Trapianto d'organi: spesso sono "interventi salvavita" ma si rivelano delicatissimi dal punto di vista psicologico. La storia di Cristina.

Di Valentina Pozzesi, Martina Spelta

Pubblicato il 10 Gen. 2019

Aggiornato il 01 Lug. 2019 14:18

Il trapianto di organi è un intervento chirurgico che consiste nella sostituzione di un organo malato e quindi non più funzionante, con uno sano dello stesso tipo proveniente da un altro individuo che viene chiamato donatore. I risvolti psicologici sono rilevanti

Valentina Pozzesi e Martina Spelta – Open School PTCR Milano

 

I trapianti d’organo sono attualmente una valida pratica terapeutica per alcune patologie cardiache, grazie anche allo sviluppo di efficaci farmaci anti-rigetto da ormai più di vent’anni. Il trapianto può fornire una durata ed una qualità di vita che nessun altro trattamento è in grado di garantire al paziente cardiopatico (Comazzi, 2002).

Il trapianto di organi è però anche un intervento dagli importanti risvolti psicologici, soprattutto il trapianto di organi maggiori. I pazienti candidati al trapianto sono soggetti che giungono a questo intervento percependolo come ultima speranza di vita, dopo un lungo calvario di sofferenza. Sono malati cronici, dipendenti dalle terapie mediche, costretti spesso alla sospensione della propria attività lavorativa e profondamente limitati nello svolgimento delle normali mansioni quotidiane. La loro situazione di malattia comporta una modificazione dei ruoli e degli affetti all’interno della stessa famiglia. Il trapianto rappresenta quindi la possibilità concreta di tornare allo stato di salute, non solo fisica ma anche, e, in maniera significativa, psichica e sociale.

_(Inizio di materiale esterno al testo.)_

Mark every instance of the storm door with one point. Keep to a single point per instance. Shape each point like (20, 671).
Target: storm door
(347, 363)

Attualmente, a distanza di molti anni dal primo trapianto di cuore lo squilibrio tra numero di persone in lista di attesa e gli organi disponibili, è ancora molto elevato. Nel caso del trapianto di cuore, l’importanza della disponibilità di questo organo è confermata dal dato epidemiologico per cui nel mondo occidentale le cardiopatie sono ritenute responsabili di poco meno della metà dei decessi. In Italia, di tutti i pazienti in lista d’attesa, quelli per trapianto di cuore sono il 7.8%. Il tempo medio in lista è di 2.5 anni, con una mortalità dell’8.22%. (Sistema informativo trapianti – Ministero della Salute, 2011).

Trapianto di organi: le fasi del supporto e il ruolo dello psichiatra e del psicologo

La psichiatria e la psicologia hanno un ruolo importante nell’attività di trapianto di organi; sia per quanto riguarda la valutazione dei pazienti nell’attesa dell’intervento, sia dopo il trapianto.

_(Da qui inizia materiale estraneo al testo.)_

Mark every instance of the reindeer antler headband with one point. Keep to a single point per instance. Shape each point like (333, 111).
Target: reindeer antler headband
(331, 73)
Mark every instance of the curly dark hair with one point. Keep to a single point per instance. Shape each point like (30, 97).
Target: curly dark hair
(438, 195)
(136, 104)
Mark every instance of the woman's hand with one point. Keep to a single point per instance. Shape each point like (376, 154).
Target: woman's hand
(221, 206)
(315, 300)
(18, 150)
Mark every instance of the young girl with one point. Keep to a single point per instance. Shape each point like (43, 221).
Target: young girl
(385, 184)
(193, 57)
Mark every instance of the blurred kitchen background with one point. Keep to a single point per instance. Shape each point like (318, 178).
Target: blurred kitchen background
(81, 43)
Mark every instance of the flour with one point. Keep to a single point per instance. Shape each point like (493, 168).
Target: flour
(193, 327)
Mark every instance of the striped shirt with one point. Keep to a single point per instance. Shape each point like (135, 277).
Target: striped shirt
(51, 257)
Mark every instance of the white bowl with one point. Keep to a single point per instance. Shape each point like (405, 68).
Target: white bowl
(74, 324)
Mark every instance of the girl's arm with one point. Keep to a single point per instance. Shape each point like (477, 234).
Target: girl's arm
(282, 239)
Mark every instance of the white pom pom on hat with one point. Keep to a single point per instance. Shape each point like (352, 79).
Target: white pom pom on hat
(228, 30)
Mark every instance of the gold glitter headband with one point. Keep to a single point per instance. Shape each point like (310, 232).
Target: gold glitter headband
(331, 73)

Il protocollo di inserimento in lista d’attesa prevede anche una valutazione psichiatrica: questa mira in prima istanza ad una valutazione complessiva delle condizioni dei candidati, in modo da escludere l’esistenza di organizzazioni psichiche potenzialmente patologiche o di esplicite condizioni di interesse psichiatrico o psicosociale che potrebbero pregiudicare la compliance del paziente nel pre e nel post trapianto. Questa serie di interventi si conclude con l’incontro con tutti i membri dell’équipe trapiantologica per la presentazione e la discussione collegiale del caso. Generalmente, vengono considerate controindicazioni assolute al trapianto di organi: attuale dipendenza/abuso di droghe e alcol, schizofrenia in fase attiva, storia di numerosi tentativi di suicidio, attuale idea suicida e demenze.

Trapianto di organi: il periodo di attesa

Gli obiettivi di una assistenza psicologica nella fase pre-trapianto sono molteplici e vanno concettualmente distinti, anche se nella pratica si combinano in vario modo seguendo le esigenze cliniche. Tutti fondati su un principio comune: una buona riabilitazione inizia prima dell’intervento chirurgico, non dopo. Sono da considerare prioritari di interventi di sostegno psicologico per aiutare i pazienti ad affrontare il trapianto, poiché le loro reazioni e le modalità di coping (cioè di far fronte agli eventi) siano orientate all’intervento in modo adattivo. Quando, dai colloqui e dall’esame psichiatrico, emergono evidenti sintomi di ansia o depressione o turbe psicopatologiche, l’assistenza si orienta verso più decisi interventi terapeutici, di ordine sia psicoterapico (a livello individuale e/o familiare) sia psicofarmacologico. Di pari importanza ci sono gli interventi che hanno lo scopo di aumentare il grado di informazione e di consapevolezza del paziente (e dei familiari) sulla realtà clinica del trapianto di organi, sulla sua portata e sul programma terapeutico successivo, e insieme di accertarne le motivazioni, sia a livello cognitivo che emotivo.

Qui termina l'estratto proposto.